Has anyone had success using distrib_ctx?

I have tried a variety of custom configurations using accelerate config and running my scripts with accelerate launch. I have been trying to get multi-GPU training working and when I run my training script it only uses one or completely freezes/stalls but some memory is allocated to both GPUs.

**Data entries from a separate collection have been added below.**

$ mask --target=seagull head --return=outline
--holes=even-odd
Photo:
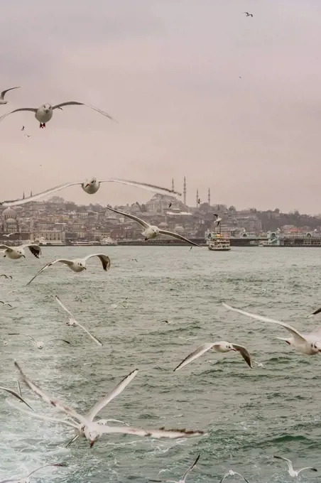
[[[42,107],[42,110],[48,114],[50,111],[53,110],[53,107],[50,104],[44,104]]]
[[[321,352],[321,341],[317,341],[316,342],[311,344],[311,345],[316,352]]]

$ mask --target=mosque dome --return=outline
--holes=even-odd
[[[9,208],[6,208],[6,210],[2,212],[2,216],[4,218],[5,218],[5,219],[8,218],[15,219],[17,217],[17,213],[14,211],[14,210],[10,208],[9,207]]]

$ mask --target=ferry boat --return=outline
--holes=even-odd
[[[229,251],[229,238],[222,233],[210,232],[207,234],[208,249],[212,251]]]

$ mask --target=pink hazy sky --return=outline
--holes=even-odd
[[[320,0],[13,0],[0,41],[0,91],[21,86],[0,114],[77,100],[119,121],[82,107],[41,130],[32,113],[6,118],[0,200],[92,175],[181,190],[186,175],[190,205],[210,188],[213,203],[321,212]]]

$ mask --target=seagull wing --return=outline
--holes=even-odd
[[[318,308],[317,310],[315,310],[314,312],[312,312],[312,314],[310,314],[310,315],[308,315],[308,318],[309,318],[310,317],[313,317],[313,315],[317,315],[317,314],[320,314],[320,312],[321,312],[321,308]]]
[[[241,473],[238,473],[236,471],[234,471],[234,474],[238,474],[239,477],[241,477],[241,478],[243,478],[243,479],[244,480],[244,482],[246,482],[246,483],[249,483],[249,482],[247,481],[247,479],[246,479],[246,478],[244,478],[244,477],[243,476],[243,474],[241,474]]]
[[[11,111],[10,112],[7,112],[6,114],[4,114],[0,117],[0,122],[4,119],[5,117],[9,116],[9,114],[13,114],[13,112],[18,112],[19,111],[31,111],[31,112],[37,112],[37,109],[35,109],[34,107],[21,107],[20,109],[15,109],[14,111]]]
[[[53,406],[54,408],[56,408],[58,411],[62,411],[68,416],[75,418],[75,419],[80,421],[80,423],[84,423],[86,425],[87,424],[86,419],[78,413],[76,413],[74,409],[70,408],[64,403],[60,403],[60,401],[58,399],[54,399],[50,396],[45,393],[42,389],[40,389],[40,387],[35,384],[32,381],[31,381],[29,378],[23,372],[21,368],[16,361],[14,362],[14,365],[19,371],[23,382],[28,386],[29,389],[31,389],[35,394],[39,396],[40,399],[44,401],[45,403],[47,403],[50,406]]]
[[[72,264],[73,264],[73,261],[72,260],[67,260],[67,259],[58,259],[58,260],[54,260],[53,261],[50,261],[49,264],[47,264],[47,265],[45,265],[45,266],[43,266],[43,268],[40,268],[37,273],[36,273],[35,276],[31,278],[31,280],[30,280],[28,282],[28,283],[26,286],[27,286],[28,285],[31,283],[33,280],[34,280],[36,278],[36,277],[38,277],[38,276],[40,275],[41,273],[41,272],[43,272],[44,270],[47,270],[47,268],[48,268],[50,266],[51,266],[52,265],[55,265],[55,264],[58,264],[58,262],[60,263],[60,264],[65,264],[65,265],[72,265]]]
[[[65,311],[67,312],[67,313],[69,314],[69,315],[70,315],[70,317],[72,318],[72,319],[73,319],[73,320],[75,320],[75,317],[72,315],[72,314],[71,313],[71,312],[70,312],[70,310],[68,310],[68,309],[67,308],[67,307],[65,307],[65,306],[63,305],[62,302],[60,300],[60,299],[59,298],[59,297],[58,297],[58,295],[55,295],[55,298],[56,301],[59,303],[59,305],[60,305],[60,307],[62,307],[62,308],[63,308],[63,310],[65,310]]]
[[[18,87],[10,87],[10,89],[6,89],[5,91],[2,91],[2,92],[0,94],[0,99],[4,99],[4,96],[7,92],[9,92],[9,90],[13,90],[13,89],[20,89],[20,85]]]
[[[205,354],[210,349],[212,349],[212,347],[214,347],[215,342],[214,344],[212,343],[206,343],[206,344],[202,344],[202,345],[200,345],[197,349],[196,349],[195,351],[191,352],[185,359],[184,359],[180,364],[178,364],[177,367],[175,368],[174,372],[175,371],[178,371],[179,369],[182,369],[182,367],[184,367],[185,366],[187,366],[187,364],[190,364],[190,362],[192,362],[192,361],[194,361],[195,359],[197,359],[197,357],[200,357],[200,356],[202,356],[203,354]]]
[[[311,471],[317,471],[317,468],[315,468],[312,466],[307,466],[305,468],[301,468],[301,470],[299,470],[298,472],[298,474],[300,473],[302,471],[304,471],[305,470],[311,470]]]
[[[194,467],[197,465],[197,461],[200,460],[200,455],[199,455],[197,456],[197,457],[196,458],[195,461],[195,462],[190,466],[190,467],[185,471],[185,472],[184,473],[184,474],[183,475],[183,477],[182,477],[182,478],[181,478],[182,481],[185,482],[185,479],[186,479],[186,477],[187,477],[187,476],[190,474],[190,472],[192,471],[192,469],[194,468]]]
[[[39,200],[40,198],[42,198],[44,196],[47,196],[47,195],[50,195],[51,193],[54,193],[56,191],[63,190],[65,188],[69,188],[70,186],[75,186],[76,185],[81,185],[82,184],[82,182],[79,183],[77,181],[73,183],[65,183],[63,185],[58,185],[58,186],[51,188],[49,190],[46,190],[45,191],[42,191],[40,193],[33,195],[33,196],[28,196],[26,198],[21,198],[21,200],[11,200],[3,201],[0,202],[0,206],[18,206],[20,205],[24,205],[25,203],[30,203],[30,202],[31,201],[36,201],[37,200]]]
[[[100,261],[102,262],[102,268],[105,271],[108,271],[110,268],[110,259],[109,256],[105,255],[104,254],[93,254],[92,255],[87,255],[87,256],[84,256],[82,259],[85,261],[88,260],[89,259],[92,259],[93,256],[98,256],[99,259]]]
[[[190,245],[193,245],[194,246],[200,246],[200,245],[198,245],[197,243],[194,243],[194,242],[191,242],[187,238],[185,238],[185,237],[182,237],[182,235],[179,235],[178,233],[173,233],[173,232],[168,232],[165,229],[160,229],[159,232],[162,235],[168,235],[169,237],[173,237],[174,238],[177,238],[179,240],[183,240],[183,242],[187,242]]]
[[[161,186],[156,186],[156,185],[150,185],[147,183],[140,183],[139,181],[129,181],[129,180],[120,180],[117,178],[109,180],[103,180],[99,183],[120,183],[123,185],[131,185],[137,188],[142,188],[148,191],[159,193],[160,195],[178,195],[182,196],[182,193],[178,191],[173,191],[168,188],[162,188]]]
[[[42,419],[44,421],[53,421],[54,423],[60,423],[61,424],[65,424],[66,425],[70,426],[71,428],[74,428],[75,429],[77,429],[78,428],[79,425],[70,423],[70,421],[67,420],[67,419],[51,418],[50,416],[47,416],[45,414],[40,414],[40,413],[36,413],[36,411],[28,411],[28,409],[23,409],[23,408],[21,408],[21,406],[16,406],[16,404],[13,404],[13,403],[11,403],[10,401],[6,400],[6,402],[9,406],[11,406],[11,408],[14,408],[15,409],[19,411],[21,413],[28,414],[28,416],[31,416],[33,418],[36,418],[36,419]]]
[[[36,339],[33,337],[32,335],[30,335],[30,334],[23,334],[22,332],[10,332],[8,334],[8,335],[25,335],[26,337],[30,337],[33,340],[34,342],[37,342]]]
[[[58,104],[55,106],[53,106],[53,110],[54,109],[60,109],[60,107],[63,107],[64,106],[86,106],[86,107],[89,107],[89,109],[92,109],[94,111],[99,112],[99,114],[102,114],[103,116],[106,116],[106,117],[109,117],[109,119],[111,119],[111,121],[114,121],[115,122],[118,122],[118,121],[116,121],[116,119],[114,119],[114,117],[111,117],[111,116],[109,116],[109,114],[107,114],[107,113],[104,112],[104,111],[102,111],[100,109],[97,109],[97,107],[94,107],[93,106],[89,106],[87,104],[84,104],[83,102],[78,102],[77,101],[67,101],[67,102],[61,102],[60,104]]]
[[[148,228],[148,227],[151,226],[148,223],[144,222],[143,219],[141,219],[140,218],[135,217],[134,215],[129,215],[129,213],[124,213],[124,212],[120,212],[118,210],[114,210],[114,208],[109,208],[109,206],[107,206],[107,208],[108,208],[108,210],[110,210],[111,211],[113,211],[115,213],[118,213],[119,215],[122,215],[124,217],[127,217],[127,218],[131,218],[131,219],[134,219],[134,222],[137,222],[137,223],[139,223],[141,227],[143,227],[143,228]]]
[[[247,365],[253,369],[252,361],[251,360],[250,353],[243,345],[237,345],[236,344],[232,344],[232,346],[241,354],[241,357],[246,362]]]
[[[292,461],[290,460],[288,460],[288,458],[283,458],[283,456],[274,455],[273,457],[276,458],[277,460],[283,460],[283,461],[285,461],[290,471],[293,471],[293,466],[292,465]]]
[[[12,391],[11,389],[8,389],[6,387],[2,387],[1,386],[0,386],[0,389],[1,389],[2,391],[6,391],[6,392],[10,393],[10,394],[12,394],[12,396],[14,396],[16,398],[19,399],[19,401],[21,401],[21,403],[24,403],[26,406],[28,406],[28,407],[30,408],[30,409],[31,409],[31,411],[33,411],[33,409],[31,408],[31,406],[29,406],[28,403],[24,399],[23,399],[21,396],[18,394],[18,393],[16,393],[15,391]]]
[[[126,426],[104,426],[102,428],[102,433],[121,433],[122,434],[135,435],[136,436],[151,436],[151,438],[190,438],[192,436],[202,436],[204,431],[192,431],[186,429],[136,429]]]
[[[36,473],[36,471],[38,471],[39,470],[42,470],[43,468],[45,468],[48,466],[68,466],[67,463],[48,463],[47,465],[43,465],[43,466],[40,466],[36,470],[33,470],[33,471],[31,472],[31,473],[29,473],[28,475],[27,478],[31,476],[31,474],[33,474],[33,473]]]
[[[222,305],[225,307],[225,308],[229,309],[229,310],[233,310],[234,312],[238,312],[240,314],[242,314],[243,315],[247,315],[247,317],[251,317],[252,319],[256,319],[256,320],[261,320],[261,322],[271,322],[273,324],[278,324],[278,325],[281,325],[282,327],[284,327],[285,329],[288,330],[292,335],[297,340],[299,340],[300,341],[304,341],[306,342],[305,337],[300,334],[296,329],[293,327],[291,325],[289,325],[288,324],[285,324],[284,322],[280,322],[279,320],[275,320],[274,319],[271,319],[269,317],[263,317],[263,315],[258,315],[257,314],[253,314],[251,312],[246,312],[245,310],[241,310],[239,308],[235,308],[235,307],[231,307],[230,305],[228,305],[227,303],[222,303]]]
[[[103,408],[105,407],[108,403],[110,403],[112,399],[116,398],[116,396],[123,392],[124,389],[129,385],[129,384],[134,379],[135,376],[137,374],[138,370],[136,369],[134,371],[131,372],[128,376],[126,376],[117,386],[115,389],[110,393],[107,394],[104,398],[99,401],[94,407],[90,410],[90,411],[87,415],[87,418],[89,421],[92,421],[94,418],[98,414],[98,413],[102,411]]]
[[[74,319],[74,320],[75,320],[75,319]],[[86,332],[86,334],[88,334],[89,337],[91,337],[92,339],[92,340],[94,342],[95,342],[97,345],[99,345],[101,347],[102,347],[103,344],[99,339],[95,337],[94,335],[92,335],[92,334],[91,334],[87,329],[85,329],[83,325],[80,324],[79,322],[77,322],[77,320],[75,320],[75,322],[76,322],[76,325],[78,325],[81,329],[82,329],[82,330],[84,330]]]
[[[22,245],[21,248],[28,248],[32,254],[38,259],[41,256],[41,249],[39,245],[36,245],[35,244]]]

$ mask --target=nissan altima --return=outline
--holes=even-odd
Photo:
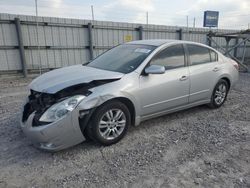
[[[86,139],[111,145],[144,120],[203,104],[219,108],[237,79],[238,64],[209,46],[133,41],[34,79],[21,128],[49,151]]]

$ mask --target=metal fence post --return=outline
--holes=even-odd
[[[212,31],[207,34],[207,45],[212,46]]]
[[[23,47],[23,35],[21,30],[21,23],[19,18],[15,18],[15,25],[16,25],[16,32],[17,32],[17,39],[18,39],[18,46],[19,46],[19,52],[21,57],[21,63],[22,63],[22,70],[23,70],[23,76],[26,78],[27,73],[27,65],[26,65],[26,59],[24,54],[24,47]]]
[[[139,40],[143,40],[143,27],[139,26]]]
[[[93,29],[92,28],[93,28],[92,23],[88,23],[90,60],[92,60],[94,58]]]
[[[235,39],[235,46],[239,43],[239,38]],[[234,48],[234,57],[237,58],[238,47]]]
[[[176,32],[179,34],[178,36],[179,40],[182,40],[182,28],[176,30]]]

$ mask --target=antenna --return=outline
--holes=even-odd
[[[92,13],[92,21],[95,20],[95,17],[94,17],[94,6],[91,5],[91,13]]]
[[[147,39],[148,39],[148,11],[146,12],[146,24],[147,24]]]
[[[37,51],[38,51],[38,61],[39,61],[39,73],[42,74],[42,64],[41,64],[41,52],[40,52],[40,43],[38,36],[38,8],[37,8],[37,0],[35,0],[36,4],[36,39],[37,39]]]

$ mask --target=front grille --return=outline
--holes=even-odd
[[[28,99],[28,102],[24,106],[22,121],[27,121],[29,116],[35,112],[32,125],[44,125],[43,122],[39,122],[39,119],[51,105],[55,104],[56,100],[54,96],[52,94],[31,90]]]

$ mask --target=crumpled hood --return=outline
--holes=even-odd
[[[73,65],[47,72],[34,79],[29,88],[38,92],[56,93],[64,88],[94,80],[119,79],[123,73]]]

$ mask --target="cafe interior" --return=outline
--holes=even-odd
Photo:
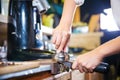
[[[78,55],[120,35],[110,0],[77,7],[66,52],[58,54],[51,39],[64,1],[0,0],[0,80],[120,80],[120,54],[105,57],[92,73],[72,69]]]

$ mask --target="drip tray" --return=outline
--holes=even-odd
[[[39,49],[23,49],[8,55],[9,61],[31,61],[37,59],[52,59],[55,51]]]

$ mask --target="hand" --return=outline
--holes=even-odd
[[[70,39],[71,29],[67,26],[58,25],[53,30],[52,42],[58,52],[65,50],[67,43]]]
[[[97,53],[90,51],[79,55],[77,59],[73,62],[72,68],[78,69],[81,73],[83,72],[93,72],[93,70],[99,65],[102,61]]]

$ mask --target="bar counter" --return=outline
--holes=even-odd
[[[0,80],[68,80],[71,72],[52,74],[51,59],[25,62],[9,62],[11,65],[0,66]]]

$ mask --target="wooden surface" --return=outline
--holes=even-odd
[[[24,61],[24,62],[14,62],[13,65],[8,66],[0,66],[0,75],[1,74],[8,74],[12,72],[19,72],[27,69],[37,68],[41,65],[45,64],[52,64],[55,61],[51,59],[45,59],[45,60],[36,60],[36,61]],[[12,63],[12,62],[9,62]]]
[[[71,80],[71,72],[63,72],[57,75],[52,75],[49,71],[45,71],[28,76],[11,78],[8,80]]]
[[[100,45],[102,36],[102,32],[72,34],[68,46],[92,50]]]

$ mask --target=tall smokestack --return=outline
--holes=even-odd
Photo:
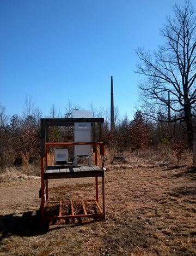
[[[114,94],[113,88],[113,77],[111,77],[111,130],[114,129]]]

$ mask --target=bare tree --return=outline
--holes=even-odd
[[[93,104],[93,101],[89,104],[89,107],[92,112],[93,117],[95,118],[97,115],[97,110]]]
[[[50,107],[49,116],[51,118],[59,118],[60,115],[60,110],[57,108],[54,103],[53,103]]]
[[[142,63],[137,72],[147,78],[140,88],[145,101],[154,106],[151,116],[168,121],[169,107],[171,121],[186,124],[191,147],[196,102],[195,11],[189,1],[183,5],[176,4],[173,10],[174,18],[167,18],[161,31],[164,44],[152,55],[144,49],[137,50]]]
[[[5,114],[5,107],[0,103],[0,127],[5,126],[8,117]]]
[[[35,102],[32,100],[31,95],[26,95],[23,106],[23,115],[24,118],[33,115]]]

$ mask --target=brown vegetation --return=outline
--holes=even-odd
[[[136,162],[111,166],[106,219],[84,225],[42,228],[40,180],[2,182],[0,255],[195,254],[195,170]],[[52,181],[50,194],[88,199],[93,186],[92,178]]]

Then I tried configuring to do multi-CPU training to determine if the accelerate configuration mattered at all. I got errors stating that it allocated too much memory to cuda device 0. That is my GPU! Why does it ignore the configuration and allocate memory to my GPU in multi-CPU training?

Accelerate Config File:

compute_environment: LOCAL_MACHINE
debug: false
distributed_type: MULTI_GPU
downcast_bf16: 'no'
enable_cpu_affinity: false
gpu_ids: 0,1
machine_rank: 0
main_training_function: main
mixed_precision: fp16
num_machines: 1
num_processes: 2
rdzv_backend: static
same_network: true
tpu_env: []
tpu_use_cluster: false
tpu_use_sudo: false
use_cpu: false
main_process_port: 0

Training Script:

from fastai.vision.all import *
from fastai.distributed import *
from fastai.vision.data import SegmentationDataLoaders
from fastai.vision.augment import Resize, aug_transforms, IntToFloatTensor
from fastai.data.transforms import get_image_files

path = Path('./data')

def get_label(o: Path) -> Path:
    return path/'masks'/o.name

dls = SegmentationDataLoaders.from_label_func(
    path,
    bs=4,
    fnames=get_image_files(path/"images"),
    label_func=get_label,
    codes=np.loadtxt('codes.txt', dtype=str),
    valid_pct=0.2,
    seed=42,
    item_tfms=Resize(640, method='crop'),
    batch_tfms=[*aug_transforms(), IntToFloatTensor(div=255)],
    num_workers=0
)

metrics = [foreground_acc, DiceMulti, JaccardCoeffMulti]
learn = unet_learner(dls, resnet18, metrics=metrics).to_fp16()

early_stopping = EarlyStoppingCallback(monitor='valid_loss', min_delta=0.0001, patience=5)
csv_logger = CSVLogger(Path(f'history/model.csv'), append=True)

with learn.distrib_ctx(sync_bn=False):
    learn.fine_tune(30, cbs=[early_stopping, csv_logger])

When using four GPUs, the main script runs four times, meaning that the model is downloaded four times, which takes time, and causes out of memory error.

Hello,
The fastai.distributed module is designed to handle multi-GPU training on its own, and when you use accelerate launch, you are essentially telling Accelerate to do the same thing. This creates a conflict where they both try to manage the GPUs, leading to the issues you’ve described.

Specifically, the line from fastai.distributed import * is telling FastAI to set up its own distributed environment, which then interferes with how Accelerate tries to configure the multi-GPU setup.

To fix this, remove the FastAI distributed training imports. Your script should rely solely on Accelerate for handling the multi-GPU setup.

Here’s the corrected approach:

Remove the FastAI distributed import.
Change from fastai.distributed import * to simply import fastai. The rest of your script should remain the same.

Adjust your accelerate config.
Your current config seems correct for multi-GPU training. Ensure that num_processes is set to the number of GPUs you have (e.g., 2 for your two GPUs).

Launch the training script with accelerate launch.
Run your training script using accelerate launch your_script_name.py.

Yeah, I hit the same issue before. Dropping from fastai.distributed import * and just letting Accelerate handle the GPUs fixed it for me. Once the accelerate config matched my setup, everything ran smoothly. Totally agree, best to let Accelerate take over and skip FastAI’s distributed imports.